The server principal already exists – Msg 15025, Level 16, State 2, Line 1

It’s friday and it’s dark and drizzling outside which usually makes me lazy..,:) But I got this one ticket from one of our customers requesting to create a Login which made me active :D.  Well, thought creating a login is just a basic routine security request, Went ahead and tried creating the login from SSMS. It failed…saying “The server principal already exists”1

Well, I thought the login already exists and verified from SSMS( I didn’t found one…Hmmm Interesting).

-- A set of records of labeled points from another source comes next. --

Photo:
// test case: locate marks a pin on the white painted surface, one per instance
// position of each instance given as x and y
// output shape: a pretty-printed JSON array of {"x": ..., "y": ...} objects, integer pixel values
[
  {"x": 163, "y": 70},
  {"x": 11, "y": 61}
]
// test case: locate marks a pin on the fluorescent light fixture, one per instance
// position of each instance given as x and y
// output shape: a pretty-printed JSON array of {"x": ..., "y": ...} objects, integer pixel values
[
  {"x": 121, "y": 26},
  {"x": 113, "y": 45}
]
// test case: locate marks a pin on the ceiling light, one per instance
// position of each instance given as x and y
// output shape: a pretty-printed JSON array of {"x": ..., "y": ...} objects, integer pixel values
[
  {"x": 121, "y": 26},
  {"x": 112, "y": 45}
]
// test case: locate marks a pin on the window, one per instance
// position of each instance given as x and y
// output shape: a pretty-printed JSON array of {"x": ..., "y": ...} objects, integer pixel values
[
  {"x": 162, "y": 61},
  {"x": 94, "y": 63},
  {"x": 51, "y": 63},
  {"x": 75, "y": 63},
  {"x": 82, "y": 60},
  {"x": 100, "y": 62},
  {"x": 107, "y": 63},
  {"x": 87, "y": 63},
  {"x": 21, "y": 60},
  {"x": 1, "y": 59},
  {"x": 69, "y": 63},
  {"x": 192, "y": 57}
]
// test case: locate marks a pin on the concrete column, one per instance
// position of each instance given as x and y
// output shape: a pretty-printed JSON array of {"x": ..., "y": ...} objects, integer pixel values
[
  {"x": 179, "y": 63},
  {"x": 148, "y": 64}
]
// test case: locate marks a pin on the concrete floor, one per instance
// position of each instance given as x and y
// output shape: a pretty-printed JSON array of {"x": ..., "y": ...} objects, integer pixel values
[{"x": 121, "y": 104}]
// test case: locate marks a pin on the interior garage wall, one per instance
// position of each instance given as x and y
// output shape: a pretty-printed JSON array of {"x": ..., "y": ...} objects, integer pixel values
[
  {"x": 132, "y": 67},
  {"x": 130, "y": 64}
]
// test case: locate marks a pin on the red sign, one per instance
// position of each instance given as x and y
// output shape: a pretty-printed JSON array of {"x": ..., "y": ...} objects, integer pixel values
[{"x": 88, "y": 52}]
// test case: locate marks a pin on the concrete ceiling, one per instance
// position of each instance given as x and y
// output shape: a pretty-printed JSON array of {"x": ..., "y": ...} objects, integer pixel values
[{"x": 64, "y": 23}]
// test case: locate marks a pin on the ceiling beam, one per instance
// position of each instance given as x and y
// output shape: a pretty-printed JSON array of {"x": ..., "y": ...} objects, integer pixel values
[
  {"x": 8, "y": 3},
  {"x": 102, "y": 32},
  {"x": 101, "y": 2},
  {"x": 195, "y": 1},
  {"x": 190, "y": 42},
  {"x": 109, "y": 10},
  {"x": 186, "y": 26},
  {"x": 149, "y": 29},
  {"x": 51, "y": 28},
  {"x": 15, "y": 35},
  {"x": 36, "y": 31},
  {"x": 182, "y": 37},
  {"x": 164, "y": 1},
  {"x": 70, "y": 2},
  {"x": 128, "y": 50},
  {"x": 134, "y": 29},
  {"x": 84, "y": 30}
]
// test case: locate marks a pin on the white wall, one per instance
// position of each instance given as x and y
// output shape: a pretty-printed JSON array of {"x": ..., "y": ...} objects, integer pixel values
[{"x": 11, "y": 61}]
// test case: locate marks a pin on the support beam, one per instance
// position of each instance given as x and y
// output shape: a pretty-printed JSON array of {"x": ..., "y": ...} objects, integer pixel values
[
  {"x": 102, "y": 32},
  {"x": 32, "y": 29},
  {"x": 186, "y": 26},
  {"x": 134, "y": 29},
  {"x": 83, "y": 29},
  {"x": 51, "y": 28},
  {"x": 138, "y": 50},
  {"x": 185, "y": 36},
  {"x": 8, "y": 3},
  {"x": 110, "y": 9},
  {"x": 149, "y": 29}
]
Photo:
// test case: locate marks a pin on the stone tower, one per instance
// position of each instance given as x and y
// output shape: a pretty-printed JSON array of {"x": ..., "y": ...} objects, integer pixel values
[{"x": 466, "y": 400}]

Assuming might be a bug in SSMS, i tired using T-SQL, same message again…as you can see below.


Basically, I am not seeing the login(Server Principal) but SQL Server says it already has one!!!…To double check I queried sys.server_principals and also used sp_helprevlogin to see if it can show something useful to me.  But I had no luck again as you can see below…they are not giving me any useful results when I am querying using Login Name.


Now..It’s time to play with SIDs(SUSER_SID is super useful in this scenario). I queried SUSER_SID passing the login name which I am trying to create, Interestingly it returned a row as you can see below…


Right away I queried sys.server_principals again, but with SID(Use the SID which came from the above query) this time as opposed to Login Name. Results are shown below


Tadaaaaa…..There you go! It returned a different login name which already exsits on the SQL Server with the same SID of the new login which I’m trying to create. 

So, I contacted customer saying ‘ Hey, Login A is conflicting with your login, do you happen to know what Login A is?’ I got a response, that was her Old Windows user account(her Lastname got changed recently)

Now all I’ve to do is drop her old login(Remove DB mapping as needed) and create new login, fix DB mapping and permissions. Hope this helps…Happy Friday folks 🙂


9 thoughts on “The server principal already exists – Msg 15025, Level 16, State 2, Line 1”

  1. I just had this same issue this morning, and this article really helped, but the login had a lot of databases it was user for, and I really didn’t want to recreate them all. So I did some more digging and found this on a Stack Overflow page:

    ALTER LOGIN [DomainName\OldUserName] WITH NAME = [DomainName\NewUserName];

    Made it much easier to update! Thought I’d share.